Dec. 10 (Bloomberg) -- Washington has no shortage of fiscal disasters to grapple with. Raising the debt ceiling shouldn’t be one of them.
No member of Congress, of either party, looks forward to going on the record to support an increase in the amount of money the U.S. government can borrow -- and therefore spend. That’s why these debt-ceiling votes have become such irresistible political targets.
Now President Barack Obama, adopting a proposal first made last year by Senate Minority Leader Mitch McConnell, has offered a way for members of Congress to make their political point -- without harming the markets, the economy, or the full faith and credit of the United States. If Republican members would drop their resistance, Congress and the White House could move on with the more important task of getting the federal government’s budget deficit under control.
Recent estimates project that the U.S. will hit its $16.4 trillion debt limit in the last week of December, and will be able to muddle through until February by delaying certain payments and shifting money among various government accounts. Republicans are saying they won’t approve an increase in the debt limit without spending cuts in exchange.
It’s time to end this congressional chokehold, which is not merely symbolic of Washington dysfunction but has real consequences. The U.S. will have $18.9 billion in higher interest payments over the next decade as a result of last year’s gamesmanship. The threat of U.S. default makes investors nervous, harms the economy and weakens the nation’s hand in its dealings with other countries.
Obama’s sensible plan would give the White House more power over the debt ceiling so the U.S. can avoid this sideshow. Under his proposal, the president would be required to notify Congress when the U.S. is within reach of its borrowing limit and request an increase. Congress could then register its objection by passing a resolution to reject the increase -- and the president could then veto it, allowing the U.S. to borrow more money.
Although it’s modeled on a proposal McConnell made during last year’s debt-ceiling hijinks, Republicans now oppose the idea. McConnell called Obama’s idea “a power grab” and vowed to keep control of the “federal credit card” limit with Congress.

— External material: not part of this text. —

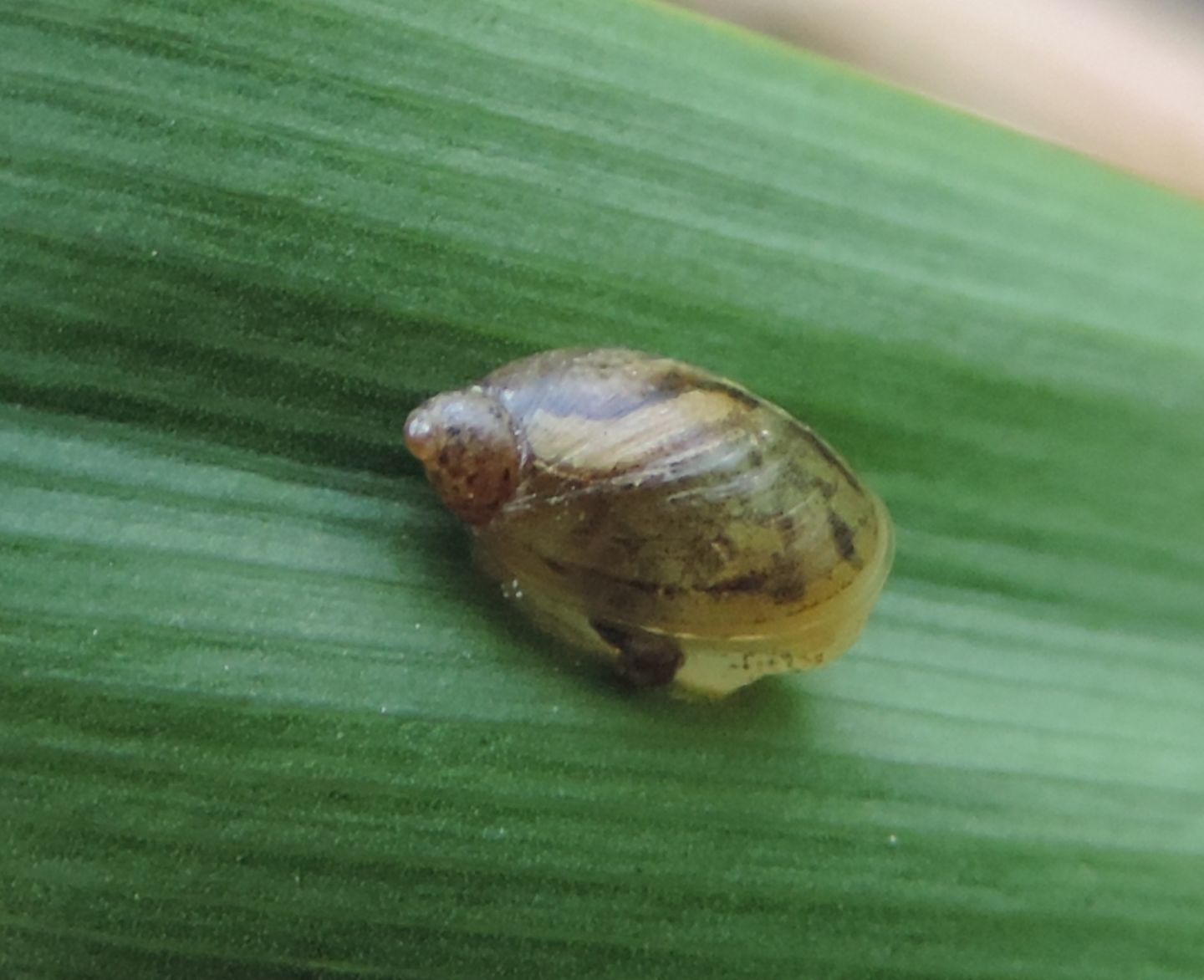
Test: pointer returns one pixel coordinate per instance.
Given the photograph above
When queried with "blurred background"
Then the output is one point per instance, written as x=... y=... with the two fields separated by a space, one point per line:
x=1119 y=79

Memo to McConnell and his fellow Republicans: You already have that power. The debt limit is simply the mechanism by which the U.S. borrows money to pay for existing commitments. Because the U.S. runs a budget deficit, the Treasury Department must borrow money to finance all sorts of things Congress has previously authorized -- from interest payments to national defense to Social Security checks to government salaries.
To extend McConnell’s analogy: Republicans (and more than a few Democrats) may think that the government is putting too much on its credit card. That’s a different argument. To reduce its debt, the federal government has to stop putting so much stuff on its card in the first place. It can’t just say it’s going to stop paying for what it has already bought, which is what rejecting a debt-limit increase would amount to.
There are legitimate reasons to want to reduce how much money the U.S. borrows. The nation’s debt load is already at about 73 percent of gross domestic product -- its highest level since 1950 -- and is projected to grow to 93 percent by 2022 absent any serious deficit reduction efforts, according to the Congressional Budget Office. That level would be calamitous for the U.S. economy, leading to reduced saving, higher interest rates, lower income growth and more borrowing from abroad.
Averting this scenario will require the U.S. to reduce its budget deficit through a combination of less spending and more revenue. Washington is already trying to deal with those challenges -- albeit in a tortured fashion -- as it works to prevent more than $600 billion in spending cuts and tax increases from going into effect next year. Those negotiations are the appropriate forum for dealing with the unsustainable fiscal situation.
Congress has enough to fight about. Taking the debt-limit authority out of its hands would allow lawmakers to concentrate on fixing the nation’s fiscal woes and force them to find legitimate ways to curb spending.